Learning Objectives:
Learn how the load-leveling of resource-heavy patients across hospitals in the state was a collaborative, beneficial project that kept the healthcare system afloat in a state
Consider how a similar model could be implemented in public health departments across the country for a minimal cost
Explore how a centralized transfer line could be leveraged in other public health emergencies that would cause stress on the healthcare system
Target Audience: Public Health Professionals
Duration: ~ 25 minutes
Continuing Education Information: 0.5 CECH for CHES
Format: Web-based Training, Self-Study
Created/ Updated: 8/2020
Presenter: Lisa Villarroel, MD, MPH
Dr. Lisa Villarroel serves as the Medical Director for the Division of Public Health Preparedness at the Arizona Department of Health Services.
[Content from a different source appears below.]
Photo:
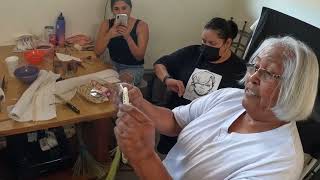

She received her Bachelors in Biology at Princeton University and her Doctor of Medicine at Northwestern University before getting her Master’s in Public Health and becoming board certified in Family Medicine in Phoenix, Arizona. At the Department, she has served as the Medical Director for the Arizona emergency response to Ebola, Zika, Opioid and COVID-19 Crises. She was a lead for the Arizona Opioid Prescribing Guidelines(2018), the Arizona Pain and Addiction Curriculum(2018), the Arizona Surge Line, and the Arizona Surge Staffing Initiative. In addition to her work at the health department, she is an assistant professor at the University of Arizona College of Medicine and a practicing locum tenens.